Sieber was awarded a Summer Undergraduate Research Fellowship (SURF) from the Office of Undergraduate Research for Summer 2015 to acquire additional documents housed in over 20 collections across the US. Users will be able to compare letters, photographs, telegrams, court documents, newspaper articles, and even poetry, to look for trends and stories to emerge. She is also creating learning experiences for Grades 6-12.
She hopes that the tools will provide a more comprehensive history about the riots that includes topics like race, the threat of Bolshevism, lynch law, the role of prohibition, violence among soldiers and sensationalized journalism. “Visualizing documents in this way will allow for the history to tell itself far better than someone re-writing that history, “ Sieber says.

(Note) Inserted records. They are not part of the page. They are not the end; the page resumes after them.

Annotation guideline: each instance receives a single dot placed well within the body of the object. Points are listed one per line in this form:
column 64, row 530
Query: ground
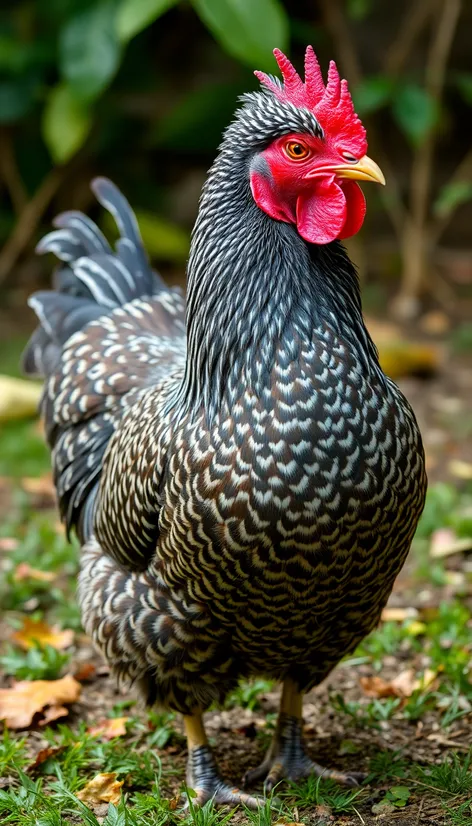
column 398, row 709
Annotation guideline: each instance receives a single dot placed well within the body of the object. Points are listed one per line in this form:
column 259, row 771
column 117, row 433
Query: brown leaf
column 103, row 788
column 460, row 469
column 38, row 631
column 52, row 713
column 43, row 755
column 85, row 672
column 445, row 542
column 398, row 614
column 110, row 728
column 377, row 687
column 25, row 571
column 23, row 700
column 403, row 685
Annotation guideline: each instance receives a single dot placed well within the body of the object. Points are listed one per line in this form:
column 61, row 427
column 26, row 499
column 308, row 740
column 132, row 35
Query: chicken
column 244, row 479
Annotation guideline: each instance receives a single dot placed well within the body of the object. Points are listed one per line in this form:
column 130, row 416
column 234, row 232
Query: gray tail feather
column 93, row 279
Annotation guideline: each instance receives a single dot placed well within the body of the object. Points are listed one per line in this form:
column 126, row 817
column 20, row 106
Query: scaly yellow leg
column 202, row 773
column 195, row 731
column 286, row 757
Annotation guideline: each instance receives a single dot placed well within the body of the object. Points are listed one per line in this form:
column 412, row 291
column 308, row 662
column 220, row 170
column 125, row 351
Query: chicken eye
column 296, row 151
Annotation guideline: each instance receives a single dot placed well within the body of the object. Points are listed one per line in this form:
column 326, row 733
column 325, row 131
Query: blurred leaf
column 247, row 30
column 415, row 112
column 162, row 239
column 372, row 93
column 358, row 9
column 451, row 196
column 464, row 84
column 89, row 51
column 16, row 98
column 135, row 15
column 19, row 398
column 197, row 121
column 66, row 123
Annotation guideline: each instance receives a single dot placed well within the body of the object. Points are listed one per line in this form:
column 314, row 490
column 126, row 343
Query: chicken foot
column 286, row 758
column 202, row 771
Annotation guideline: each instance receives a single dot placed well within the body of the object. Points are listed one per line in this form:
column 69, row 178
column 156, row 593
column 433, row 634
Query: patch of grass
column 387, row 765
column 461, row 815
column 37, row 663
column 23, row 451
column 248, row 694
column 317, row 791
column 12, row 753
column 453, row 775
column 388, row 639
column 51, row 552
column 365, row 714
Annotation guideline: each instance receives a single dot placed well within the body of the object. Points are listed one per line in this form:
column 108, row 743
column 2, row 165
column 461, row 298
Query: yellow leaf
column 104, row 788
column 460, row 469
column 19, row 399
column 33, row 632
column 398, row 614
column 25, row 571
column 20, row 703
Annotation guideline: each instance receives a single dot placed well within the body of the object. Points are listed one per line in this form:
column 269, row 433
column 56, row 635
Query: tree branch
column 10, row 173
column 415, row 236
column 415, row 18
column 29, row 218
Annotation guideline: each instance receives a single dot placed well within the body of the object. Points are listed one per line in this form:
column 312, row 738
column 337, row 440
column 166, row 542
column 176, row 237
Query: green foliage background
column 141, row 90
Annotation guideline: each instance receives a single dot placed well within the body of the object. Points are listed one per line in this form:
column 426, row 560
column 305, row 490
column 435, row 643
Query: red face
column 310, row 182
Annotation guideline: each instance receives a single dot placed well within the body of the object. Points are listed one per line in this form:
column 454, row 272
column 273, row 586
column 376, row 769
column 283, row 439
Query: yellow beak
column 364, row 170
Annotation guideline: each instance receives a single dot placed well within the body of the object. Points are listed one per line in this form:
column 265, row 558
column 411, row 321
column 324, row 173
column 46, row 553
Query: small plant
column 453, row 775
column 12, row 753
column 37, row 663
column 248, row 694
column 265, row 815
column 316, row 791
column 386, row 765
column 205, row 815
column 398, row 796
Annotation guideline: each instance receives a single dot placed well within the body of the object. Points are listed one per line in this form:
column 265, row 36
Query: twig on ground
column 415, row 231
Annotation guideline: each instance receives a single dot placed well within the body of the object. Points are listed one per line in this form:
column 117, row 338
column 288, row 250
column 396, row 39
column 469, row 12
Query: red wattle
column 321, row 213
column 266, row 198
column 356, row 208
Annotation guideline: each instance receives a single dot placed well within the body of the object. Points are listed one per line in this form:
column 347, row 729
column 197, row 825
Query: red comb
column 331, row 104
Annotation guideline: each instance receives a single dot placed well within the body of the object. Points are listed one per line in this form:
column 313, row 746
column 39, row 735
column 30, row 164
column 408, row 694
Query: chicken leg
column 286, row 757
column 202, row 772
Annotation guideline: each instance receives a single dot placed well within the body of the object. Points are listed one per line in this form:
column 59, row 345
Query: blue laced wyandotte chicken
column 244, row 480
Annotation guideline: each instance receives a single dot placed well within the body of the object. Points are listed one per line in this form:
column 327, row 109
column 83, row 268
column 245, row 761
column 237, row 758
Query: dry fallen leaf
column 43, row 755
column 18, row 398
column 460, row 469
column 398, row 614
column 104, row 788
column 85, row 672
column 403, row 685
column 38, row 631
column 23, row 700
column 445, row 542
column 25, row 571
column 110, row 728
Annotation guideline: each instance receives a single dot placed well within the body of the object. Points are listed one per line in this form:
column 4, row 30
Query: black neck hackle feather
column 253, row 281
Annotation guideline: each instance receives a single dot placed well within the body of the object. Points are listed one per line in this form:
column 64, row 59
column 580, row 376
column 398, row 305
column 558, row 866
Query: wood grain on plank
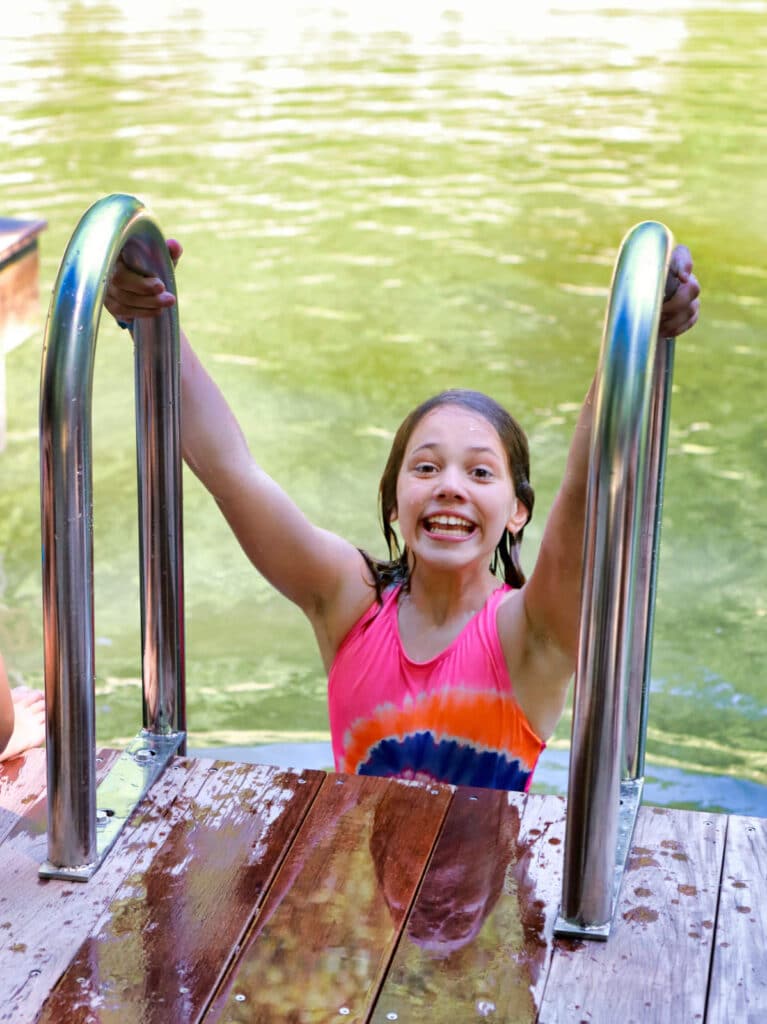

Seiber has uncovered and collected over 800 documents including this photograph of Maurice Mays, and a letter Mays wrote to the Governor of Tennessee asking him to visit him on death row.
Mays, a prominent African-American business owner in Knoxville, was pegged for the murder of a white woman named Bertie Lindsey. His arrest led to a lynch mob that destroyed the courthouse looking for him, leading to violent, deadly riots throughout the city. With little evidence against him and similar attacks on women continuing after his jailing, Mays wrote the Governor and other leaders in an attempt to clear his name. Mays was executed in the electric chair on March 15, 1922.